The tour, which began at the Mill Creek Tunnel, was coordinated and led by Environmental Education Specialist Linda Mayer-Mack and Director of Communications & Community Relations Constance Haqq. While a majority of the discussion surrounded CSO, Council leaders also expressed amazement in the tunnel itself. The size and extensive engineering alone, demonstrated to Officials that District is serious in its business - clean water.

Ward 1 Councilwoman Nina Turner said after the tour, "It was very enlightening. There is nothing like being down there." The Mill Creek Tunnel is located in Turner's ward. After the tunnel tour, the group was taken to Westerly where the District's Executive Director Erwin Odeal and Public Utilities Chair Matthew Zone headed a discussion aimed at educating the public about District business, including an increase in usage rates primarily caused by CSO and stormwater.
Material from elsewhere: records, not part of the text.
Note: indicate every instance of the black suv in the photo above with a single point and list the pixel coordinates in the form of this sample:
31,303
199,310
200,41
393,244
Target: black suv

Although Council leaders expressed their concerns about how their communities would be impacted, Odeal and Deputy Director of Engineering & Construction Frank Greenland provided them with solid reassurance that the District is intensely planning for the future.

"We welcome tours," said Odeal while in discussion with the Council, "They show the magnitude of what needs to be done."

After the conversation, Westerly Superintendent Terry Meister and Assistant Superintendents Ed Haller and Bill Norton, along with Westerly Shift Manager Sabrina Winkfield provided the group with a tour of Westerly wastewater treatment plant. The plant, which is located in Cleveland, treats approximately 33 million gallons daily. In addition, Westerly also contains a CSO facility where it can store up to six million gallons of overflow, and begin preliminary treatment on up to 300 million gallons a day.

Considering the positive response from Council leaders after both the tunnel and plant tours, it was made apparent that the tours' educational components were a success. Plans for another District-related Council tour are already underway and will be conducted later this fall.